Don't make them feel cheap
The question I’d like to address today is whether cheap prices make for a good story. Should you use it as a hook on your website or present it only in the Pricing section?
My opinion is that cheap prices are a good sales point, but that they shouldn't be presented as the prime mission of the company. Even Amazon don’t make it their top-of-mind argument. Amazon's mission is to let you find anything you want in one single place, with the best customer experience, including easy search, fast delivery and… cheap prices.
The thing to keep in mind is that people want to hear a story that makes them feel good about themselves. Addressing higher values. Which means they don’t want to be reminded that they can’t afford more expensive (or qualitative) stuff. Once again, I’m not saying low prices are not an effective sales point. I’m saying they should be the cherry on the cake.
The Crew case study
I won't tell you again how Airbnb went from the tagline "Forget hotels" (i.e. house exchange are cheaper) to "Welcome home". Because I already have in this video.
I’d like to use another meaningful example: Crew. It's a platform where you can find talented web designers and developers from all over the world. Of course, the service is cheaper than an agency since they give you access to freelancers with incomparably lower charges.

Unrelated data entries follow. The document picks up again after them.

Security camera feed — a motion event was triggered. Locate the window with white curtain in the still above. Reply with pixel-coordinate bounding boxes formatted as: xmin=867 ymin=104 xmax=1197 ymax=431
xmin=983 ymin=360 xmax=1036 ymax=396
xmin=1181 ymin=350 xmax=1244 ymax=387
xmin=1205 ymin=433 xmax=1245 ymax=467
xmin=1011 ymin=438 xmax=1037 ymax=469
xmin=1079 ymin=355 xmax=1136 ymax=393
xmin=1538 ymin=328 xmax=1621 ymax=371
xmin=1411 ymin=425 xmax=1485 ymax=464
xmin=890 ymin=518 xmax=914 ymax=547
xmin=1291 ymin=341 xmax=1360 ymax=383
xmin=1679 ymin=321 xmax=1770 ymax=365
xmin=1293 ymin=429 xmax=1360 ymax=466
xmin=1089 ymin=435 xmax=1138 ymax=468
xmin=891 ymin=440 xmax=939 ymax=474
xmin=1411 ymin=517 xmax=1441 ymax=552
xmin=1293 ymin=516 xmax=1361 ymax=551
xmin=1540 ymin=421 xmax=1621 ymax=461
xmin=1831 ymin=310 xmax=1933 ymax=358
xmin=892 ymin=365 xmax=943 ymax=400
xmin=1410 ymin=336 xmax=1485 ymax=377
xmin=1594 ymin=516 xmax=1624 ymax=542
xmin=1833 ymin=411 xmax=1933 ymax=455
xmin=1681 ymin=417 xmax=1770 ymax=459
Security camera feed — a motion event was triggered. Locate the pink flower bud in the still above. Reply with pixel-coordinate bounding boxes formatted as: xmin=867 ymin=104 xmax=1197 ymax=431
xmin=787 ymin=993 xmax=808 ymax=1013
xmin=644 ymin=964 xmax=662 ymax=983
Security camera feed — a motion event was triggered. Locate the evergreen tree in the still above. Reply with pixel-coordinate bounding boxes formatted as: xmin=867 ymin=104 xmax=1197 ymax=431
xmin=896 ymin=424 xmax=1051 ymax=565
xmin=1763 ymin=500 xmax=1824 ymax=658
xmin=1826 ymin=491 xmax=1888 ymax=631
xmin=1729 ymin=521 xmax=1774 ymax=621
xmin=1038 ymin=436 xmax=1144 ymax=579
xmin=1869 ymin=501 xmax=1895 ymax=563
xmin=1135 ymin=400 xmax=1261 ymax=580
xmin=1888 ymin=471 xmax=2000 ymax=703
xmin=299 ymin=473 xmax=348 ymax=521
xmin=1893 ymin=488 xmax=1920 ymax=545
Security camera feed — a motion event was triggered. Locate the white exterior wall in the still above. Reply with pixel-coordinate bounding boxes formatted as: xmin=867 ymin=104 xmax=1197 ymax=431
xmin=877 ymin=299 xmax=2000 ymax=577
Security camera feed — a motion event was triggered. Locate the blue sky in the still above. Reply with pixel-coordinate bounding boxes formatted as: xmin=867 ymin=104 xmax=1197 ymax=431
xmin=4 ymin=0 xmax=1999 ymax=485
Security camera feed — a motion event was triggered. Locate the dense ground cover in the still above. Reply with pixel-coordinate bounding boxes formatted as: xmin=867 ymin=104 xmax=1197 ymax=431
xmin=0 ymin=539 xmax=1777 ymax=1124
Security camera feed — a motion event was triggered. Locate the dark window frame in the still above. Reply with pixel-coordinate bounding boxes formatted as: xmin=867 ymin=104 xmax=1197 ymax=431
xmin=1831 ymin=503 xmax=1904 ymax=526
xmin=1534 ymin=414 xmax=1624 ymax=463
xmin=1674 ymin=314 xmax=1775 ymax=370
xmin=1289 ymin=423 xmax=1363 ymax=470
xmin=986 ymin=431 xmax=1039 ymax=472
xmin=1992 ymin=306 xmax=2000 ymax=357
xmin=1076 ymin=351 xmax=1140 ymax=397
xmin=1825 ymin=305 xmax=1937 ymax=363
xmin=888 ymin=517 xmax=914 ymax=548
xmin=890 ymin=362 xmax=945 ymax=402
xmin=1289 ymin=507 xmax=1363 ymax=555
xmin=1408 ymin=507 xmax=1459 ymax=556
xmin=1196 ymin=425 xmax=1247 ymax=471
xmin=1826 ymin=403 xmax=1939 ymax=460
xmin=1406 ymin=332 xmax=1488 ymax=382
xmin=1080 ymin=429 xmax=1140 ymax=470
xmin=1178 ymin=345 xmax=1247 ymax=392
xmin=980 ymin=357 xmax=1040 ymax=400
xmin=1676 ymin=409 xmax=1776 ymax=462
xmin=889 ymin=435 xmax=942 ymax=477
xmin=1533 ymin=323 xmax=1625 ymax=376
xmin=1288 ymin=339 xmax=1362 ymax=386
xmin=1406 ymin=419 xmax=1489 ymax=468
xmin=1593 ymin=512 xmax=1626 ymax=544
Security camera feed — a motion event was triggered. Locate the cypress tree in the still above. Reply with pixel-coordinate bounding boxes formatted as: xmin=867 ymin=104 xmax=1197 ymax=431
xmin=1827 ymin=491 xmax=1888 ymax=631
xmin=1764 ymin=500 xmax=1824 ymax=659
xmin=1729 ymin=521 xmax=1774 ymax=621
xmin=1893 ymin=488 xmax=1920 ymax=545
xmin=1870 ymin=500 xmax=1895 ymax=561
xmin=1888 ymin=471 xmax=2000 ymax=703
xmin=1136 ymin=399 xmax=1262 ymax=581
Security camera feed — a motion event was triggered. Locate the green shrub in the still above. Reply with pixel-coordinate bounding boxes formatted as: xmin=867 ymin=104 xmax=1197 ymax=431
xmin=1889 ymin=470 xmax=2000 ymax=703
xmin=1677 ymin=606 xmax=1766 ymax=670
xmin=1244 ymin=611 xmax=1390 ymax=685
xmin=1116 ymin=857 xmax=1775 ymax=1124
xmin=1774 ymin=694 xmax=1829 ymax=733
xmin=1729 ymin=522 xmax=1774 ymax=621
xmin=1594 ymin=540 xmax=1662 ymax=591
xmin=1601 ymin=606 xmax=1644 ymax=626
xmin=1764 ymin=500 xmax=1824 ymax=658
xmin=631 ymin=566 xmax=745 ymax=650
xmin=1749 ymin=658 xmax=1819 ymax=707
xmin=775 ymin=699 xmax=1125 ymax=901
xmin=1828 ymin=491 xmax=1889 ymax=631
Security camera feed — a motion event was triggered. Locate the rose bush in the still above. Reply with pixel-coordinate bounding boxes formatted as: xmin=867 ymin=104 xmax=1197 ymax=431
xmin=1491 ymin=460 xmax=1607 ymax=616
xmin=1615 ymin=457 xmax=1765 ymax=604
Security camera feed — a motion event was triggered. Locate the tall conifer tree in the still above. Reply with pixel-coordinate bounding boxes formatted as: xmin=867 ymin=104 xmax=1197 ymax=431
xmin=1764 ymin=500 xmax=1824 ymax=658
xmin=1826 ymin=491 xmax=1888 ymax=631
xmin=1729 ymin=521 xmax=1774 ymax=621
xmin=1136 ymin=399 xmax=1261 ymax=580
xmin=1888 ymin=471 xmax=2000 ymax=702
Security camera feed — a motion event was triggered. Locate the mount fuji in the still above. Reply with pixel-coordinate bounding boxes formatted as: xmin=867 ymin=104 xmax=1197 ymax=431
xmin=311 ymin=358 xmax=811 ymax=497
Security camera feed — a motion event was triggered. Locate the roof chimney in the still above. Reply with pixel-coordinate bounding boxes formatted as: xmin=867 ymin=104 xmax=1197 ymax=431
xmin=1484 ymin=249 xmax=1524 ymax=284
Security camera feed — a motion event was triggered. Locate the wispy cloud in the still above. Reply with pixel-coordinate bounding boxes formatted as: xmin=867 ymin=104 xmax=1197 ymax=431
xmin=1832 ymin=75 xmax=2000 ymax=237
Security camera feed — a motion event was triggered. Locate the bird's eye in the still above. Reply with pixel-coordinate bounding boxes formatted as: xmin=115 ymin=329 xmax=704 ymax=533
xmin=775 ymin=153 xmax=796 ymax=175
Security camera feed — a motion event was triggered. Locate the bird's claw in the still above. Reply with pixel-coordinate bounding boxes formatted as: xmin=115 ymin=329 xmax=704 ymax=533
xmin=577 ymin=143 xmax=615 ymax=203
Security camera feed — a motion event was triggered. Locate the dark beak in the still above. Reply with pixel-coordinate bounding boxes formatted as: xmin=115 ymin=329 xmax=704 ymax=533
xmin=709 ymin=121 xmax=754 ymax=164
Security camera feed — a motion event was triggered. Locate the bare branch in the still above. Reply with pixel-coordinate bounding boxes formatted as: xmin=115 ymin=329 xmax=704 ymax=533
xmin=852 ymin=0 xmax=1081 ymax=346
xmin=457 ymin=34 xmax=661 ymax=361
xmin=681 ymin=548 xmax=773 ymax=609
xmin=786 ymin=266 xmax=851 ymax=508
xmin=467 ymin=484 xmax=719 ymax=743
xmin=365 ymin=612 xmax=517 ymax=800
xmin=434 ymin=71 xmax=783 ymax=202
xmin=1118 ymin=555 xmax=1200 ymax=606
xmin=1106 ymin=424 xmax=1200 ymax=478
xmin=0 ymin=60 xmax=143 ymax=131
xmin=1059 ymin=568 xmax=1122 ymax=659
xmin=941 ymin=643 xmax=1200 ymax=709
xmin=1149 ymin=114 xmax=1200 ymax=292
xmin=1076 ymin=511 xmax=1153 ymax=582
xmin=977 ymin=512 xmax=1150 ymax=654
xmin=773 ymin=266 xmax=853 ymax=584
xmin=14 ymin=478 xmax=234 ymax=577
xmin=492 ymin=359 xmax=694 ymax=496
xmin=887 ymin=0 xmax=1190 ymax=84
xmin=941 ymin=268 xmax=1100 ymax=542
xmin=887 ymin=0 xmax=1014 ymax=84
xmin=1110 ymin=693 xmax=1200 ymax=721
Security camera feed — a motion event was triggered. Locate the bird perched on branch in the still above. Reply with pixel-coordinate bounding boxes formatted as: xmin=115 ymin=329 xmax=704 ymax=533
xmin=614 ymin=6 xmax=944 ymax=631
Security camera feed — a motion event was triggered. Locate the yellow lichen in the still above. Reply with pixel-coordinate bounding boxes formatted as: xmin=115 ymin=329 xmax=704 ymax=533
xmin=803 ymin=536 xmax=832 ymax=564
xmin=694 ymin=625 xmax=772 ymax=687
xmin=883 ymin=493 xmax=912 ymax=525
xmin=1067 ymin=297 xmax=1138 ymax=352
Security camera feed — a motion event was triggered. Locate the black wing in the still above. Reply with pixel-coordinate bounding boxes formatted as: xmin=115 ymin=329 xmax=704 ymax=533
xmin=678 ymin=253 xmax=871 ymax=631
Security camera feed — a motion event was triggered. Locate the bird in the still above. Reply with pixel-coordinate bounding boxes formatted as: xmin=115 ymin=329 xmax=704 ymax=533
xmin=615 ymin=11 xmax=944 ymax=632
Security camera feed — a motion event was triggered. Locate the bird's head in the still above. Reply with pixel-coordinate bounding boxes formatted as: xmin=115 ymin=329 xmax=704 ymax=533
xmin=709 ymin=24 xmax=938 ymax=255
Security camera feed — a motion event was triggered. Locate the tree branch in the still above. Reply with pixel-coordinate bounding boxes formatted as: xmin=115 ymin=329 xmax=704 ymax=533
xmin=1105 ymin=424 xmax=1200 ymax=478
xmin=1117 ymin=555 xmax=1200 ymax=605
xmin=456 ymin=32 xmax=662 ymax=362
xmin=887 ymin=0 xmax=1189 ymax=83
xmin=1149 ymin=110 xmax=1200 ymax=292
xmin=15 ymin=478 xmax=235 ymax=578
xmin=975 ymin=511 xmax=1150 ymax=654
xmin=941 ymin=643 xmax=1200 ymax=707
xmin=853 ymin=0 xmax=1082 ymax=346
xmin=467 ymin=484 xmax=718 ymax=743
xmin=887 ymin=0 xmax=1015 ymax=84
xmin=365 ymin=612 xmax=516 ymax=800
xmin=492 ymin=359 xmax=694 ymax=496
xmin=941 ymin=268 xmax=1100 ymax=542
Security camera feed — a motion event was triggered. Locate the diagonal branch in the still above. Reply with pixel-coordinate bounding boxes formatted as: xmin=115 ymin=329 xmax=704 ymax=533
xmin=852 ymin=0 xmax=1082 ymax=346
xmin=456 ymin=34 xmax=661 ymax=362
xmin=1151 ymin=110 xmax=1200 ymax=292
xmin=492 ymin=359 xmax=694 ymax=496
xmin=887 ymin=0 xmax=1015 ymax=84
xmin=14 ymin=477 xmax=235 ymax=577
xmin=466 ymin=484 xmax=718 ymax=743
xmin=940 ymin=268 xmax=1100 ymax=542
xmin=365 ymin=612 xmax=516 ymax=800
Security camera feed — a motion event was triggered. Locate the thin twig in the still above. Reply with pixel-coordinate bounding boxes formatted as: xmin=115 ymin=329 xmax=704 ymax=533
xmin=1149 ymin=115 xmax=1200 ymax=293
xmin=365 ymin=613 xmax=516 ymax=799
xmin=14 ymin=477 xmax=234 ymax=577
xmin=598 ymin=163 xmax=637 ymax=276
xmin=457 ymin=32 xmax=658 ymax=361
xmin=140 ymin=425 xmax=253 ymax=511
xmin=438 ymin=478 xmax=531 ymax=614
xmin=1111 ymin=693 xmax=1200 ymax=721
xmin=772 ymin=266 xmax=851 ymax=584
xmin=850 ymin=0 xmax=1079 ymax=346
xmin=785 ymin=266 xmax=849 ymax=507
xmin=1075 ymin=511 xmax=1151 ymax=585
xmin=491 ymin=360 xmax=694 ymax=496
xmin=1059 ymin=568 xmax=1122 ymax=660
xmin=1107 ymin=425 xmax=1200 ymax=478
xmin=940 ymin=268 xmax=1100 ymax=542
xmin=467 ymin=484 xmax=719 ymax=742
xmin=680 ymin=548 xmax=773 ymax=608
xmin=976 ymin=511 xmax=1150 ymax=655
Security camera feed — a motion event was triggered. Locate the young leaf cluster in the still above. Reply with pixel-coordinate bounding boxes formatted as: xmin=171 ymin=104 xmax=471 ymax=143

But the idea can also be scary: how to trust someone you'll never meet (the whole collaborative process is online) and who was not recommended by a trustworthy third party.
As you can see in the screenshot above, Crew started with a hook on prices: "Work with the best designers and developers without breaking the bank". But they decided recently to change it to emphasize creativity: "You've got ideas. We've got talent. Let's talk".
Because, in the end, that’s what the founder truly believes in: there are plenty of very talented people all over the world and he wants to give you access to them. Very simply, Mikael Chow wants creativity to be "the native currency".